For each pair of loci a contingency table is produced of the genotypes. The dimensions of the table depend on the population type and the segregation types of the loci (unknown genotypes are ignored). From this table the G statistic (-2 times the logarithm of the likelihood ratio for the Poisson distribution, see e.g.

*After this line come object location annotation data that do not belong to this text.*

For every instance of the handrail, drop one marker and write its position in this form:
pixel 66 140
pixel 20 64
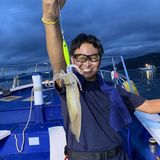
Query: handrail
pixel 14 73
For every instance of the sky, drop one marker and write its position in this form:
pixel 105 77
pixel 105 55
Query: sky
pixel 125 27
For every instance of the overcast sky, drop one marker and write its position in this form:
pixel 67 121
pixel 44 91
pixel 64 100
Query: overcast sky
pixel 125 27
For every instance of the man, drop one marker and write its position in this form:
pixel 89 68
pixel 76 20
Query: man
pixel 104 108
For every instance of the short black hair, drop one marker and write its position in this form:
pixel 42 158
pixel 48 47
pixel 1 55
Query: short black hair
pixel 84 38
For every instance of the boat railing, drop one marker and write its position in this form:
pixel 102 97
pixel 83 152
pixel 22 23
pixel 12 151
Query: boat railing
pixel 17 75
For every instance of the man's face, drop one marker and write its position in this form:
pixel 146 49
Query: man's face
pixel 88 60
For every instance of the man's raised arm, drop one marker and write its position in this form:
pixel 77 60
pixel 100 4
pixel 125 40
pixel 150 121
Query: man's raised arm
pixel 53 33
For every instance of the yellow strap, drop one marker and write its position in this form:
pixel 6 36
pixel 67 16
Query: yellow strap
pixel 49 22
pixel 66 52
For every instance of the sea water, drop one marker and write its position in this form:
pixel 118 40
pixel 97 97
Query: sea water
pixel 147 82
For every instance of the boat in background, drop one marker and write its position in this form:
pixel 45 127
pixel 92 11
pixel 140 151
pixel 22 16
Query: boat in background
pixel 39 127
pixel 148 67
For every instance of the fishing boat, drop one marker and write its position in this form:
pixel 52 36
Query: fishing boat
pixel 31 125
pixel 148 67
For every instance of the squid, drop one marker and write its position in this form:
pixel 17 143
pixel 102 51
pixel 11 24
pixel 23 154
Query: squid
pixel 71 83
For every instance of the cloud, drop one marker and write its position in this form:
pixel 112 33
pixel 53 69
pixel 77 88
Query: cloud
pixel 124 27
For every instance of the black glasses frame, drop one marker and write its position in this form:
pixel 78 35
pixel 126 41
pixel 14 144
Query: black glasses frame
pixel 93 57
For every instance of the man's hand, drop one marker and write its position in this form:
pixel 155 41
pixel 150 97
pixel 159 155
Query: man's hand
pixel 51 9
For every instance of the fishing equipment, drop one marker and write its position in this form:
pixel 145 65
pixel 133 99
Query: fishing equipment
pixel 72 91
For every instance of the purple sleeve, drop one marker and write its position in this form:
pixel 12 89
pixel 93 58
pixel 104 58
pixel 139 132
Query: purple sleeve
pixel 131 100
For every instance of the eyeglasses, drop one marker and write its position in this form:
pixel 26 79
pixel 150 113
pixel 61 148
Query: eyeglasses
pixel 83 58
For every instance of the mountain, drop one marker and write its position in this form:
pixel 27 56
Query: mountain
pixel 134 63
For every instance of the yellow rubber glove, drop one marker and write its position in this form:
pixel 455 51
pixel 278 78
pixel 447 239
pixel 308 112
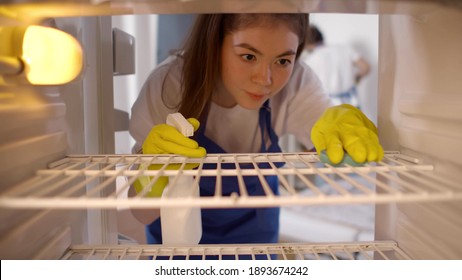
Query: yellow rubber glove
pixel 166 139
pixel 345 128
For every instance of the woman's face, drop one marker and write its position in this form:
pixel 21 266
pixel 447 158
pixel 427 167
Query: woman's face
pixel 256 63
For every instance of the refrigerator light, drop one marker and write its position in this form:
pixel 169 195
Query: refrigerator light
pixel 47 56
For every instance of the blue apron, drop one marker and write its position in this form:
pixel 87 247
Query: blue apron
pixel 240 225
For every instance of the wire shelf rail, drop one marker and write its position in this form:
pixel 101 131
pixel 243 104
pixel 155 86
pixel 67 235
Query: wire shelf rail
pixel 102 181
pixel 384 250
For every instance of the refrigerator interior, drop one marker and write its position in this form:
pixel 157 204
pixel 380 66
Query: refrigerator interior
pixel 59 169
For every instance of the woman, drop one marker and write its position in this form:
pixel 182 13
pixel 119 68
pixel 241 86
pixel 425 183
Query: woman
pixel 240 77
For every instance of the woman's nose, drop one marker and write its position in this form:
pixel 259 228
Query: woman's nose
pixel 262 75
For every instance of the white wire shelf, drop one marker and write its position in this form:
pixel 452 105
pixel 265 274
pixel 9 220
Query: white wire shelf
pixel 385 250
pixel 82 182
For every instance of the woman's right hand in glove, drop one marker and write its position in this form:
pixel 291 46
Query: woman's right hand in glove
pixel 166 139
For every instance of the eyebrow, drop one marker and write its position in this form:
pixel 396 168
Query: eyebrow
pixel 249 47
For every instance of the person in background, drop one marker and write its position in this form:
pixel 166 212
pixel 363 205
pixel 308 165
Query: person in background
pixel 340 68
pixel 239 82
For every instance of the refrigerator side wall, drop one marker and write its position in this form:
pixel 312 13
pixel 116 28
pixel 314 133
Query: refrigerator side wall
pixel 420 101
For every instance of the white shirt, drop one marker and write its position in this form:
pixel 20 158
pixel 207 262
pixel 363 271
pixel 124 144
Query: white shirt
pixel 334 66
pixel 294 110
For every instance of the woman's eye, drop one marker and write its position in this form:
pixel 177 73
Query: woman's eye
pixel 248 57
pixel 284 62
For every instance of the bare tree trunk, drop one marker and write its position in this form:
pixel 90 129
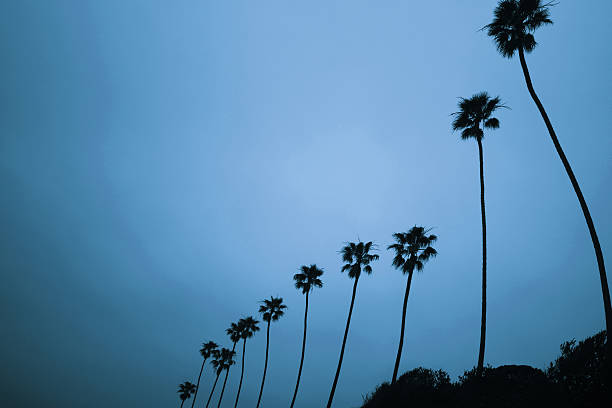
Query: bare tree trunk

Fienberg, 1979, The analysis of cross-classified categorical data, MIT Press) is calculated to test for independence; the expected number (E) in each cell is calculated from the row-total (R), the column-total (C) and the grand-total (T):

E = R*C/T .

The G statistic then is a summation (SUM) over all cells (O is the observed number, ln() is the natural logarithm):

G = 2 * SUM [ O*ln(O/E) ] .

The G statistic (Gd) has an approximate chi-square distribution with the number of rows in the table minus 1 multiplied by the number of columns minus 1 as the degrees of freedom (d). When the loci have different numbers of genotypes in their segregation, this would present a problem, because this number affects the degrees of freedom in the G test and in the testing of linkage one would need to take account of the degrees of freedom. In order to remove this problem and to ensure the comparability of data coming from different population or segregation types the G statistic with d degrees of freedom, Gd, is transformed approximately to a G statistic, G1, that would have been obtained if there was just a single degree of freedom (as if in a backcross). This approximate transformation is an empirically determined formula (exp() is the exponential function):

e = exp( -Gd/(2*(d-1)) ) ,
G1 = ((4-e)*e - 3)*(d-1) + Gd .

Because in genetics one is used to LOD scores, which are likelihood ratio statistics using the 10-base logarithm instead of the natural logarithm multiplied by -2, the modified LOD score (mLOD) is simply derived from G1:

mLOD = G1 / (2*ln(10)) .

It can be shown that for the case of two loci each segregating in two genotypes (e.g. population types BC1 or DH1) when there is no segregation distortion this mLOD equals the 'normal' LOD score. The modified LOD score is not sensitive to segregation distortion, in contrast to the 'normal' LOD score.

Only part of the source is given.